Primera prueba del Opel Grandland X Hybrid4: el híbrido enchufable que no defrauda

El problema de los coches híbridos (enchufable o no) es que no destacan en casi nada porque no son ni una cosa ni la otra. Obligados por la creciente y ridícula obsesión de tener un coche para todo, la mayoría recurre a motores pequeños y transmisiones de variador continuo (CVT) que hacen que te arrepientas en cuanto lo sacas a la carretera, mientras que su escasa autonomía eléctrica (en el caso exclusivo del enchufable) tampoco compensa lo suficiente, incrementa el peso del coche y eleva considerablemente el precio de compra.

Pero de vez en cuando algunas marcas (premium, fundamentalmente) hacen un verdadero esfuerzo y nos presentan productos redondos que, con absoluta sinceridad, sí pueden presumir de reunir lo mejor de dos mundos (el térmico y el eléctrico).
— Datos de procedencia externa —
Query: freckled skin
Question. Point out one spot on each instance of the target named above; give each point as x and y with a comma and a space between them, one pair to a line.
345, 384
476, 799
Ese es el caso del nuevo Opel Grandland X Hybrid4, el primer híbrido de la marca alemana (propiedad del Grupo PSA) y del que realmente podemos decir que sirve para casi todo y en casi nada defrauda.

Lógicamente, eso tiene un coste, así que no es un coche precisamente barato, para qué engañarnos (ver precios abajo). Pero quien lo conduzca podrá estar seguro de que tiene dos vehículos en uno, idóneo para un uso ecológico diario y óptimo en carretera cuando toque viajar, incluso en condiciones meteorológicas adversas (lluvia, nieve, hielo…) o en tramos con el firme en mal estado.

Al volante

Hemos viajado hasta la Selva Negra alemana, la famosa región montañosa limítrofe con Francia y Suiza conocida por sus densos bosques de hoja perenne, para probar el Grandland X híbrido 4×4 (también habrá una versión de tracción delantera con menos potencia y más económica), y nos ha parecido que el nuevo buque insignia de Opel lo tiene casi todo para triunfar.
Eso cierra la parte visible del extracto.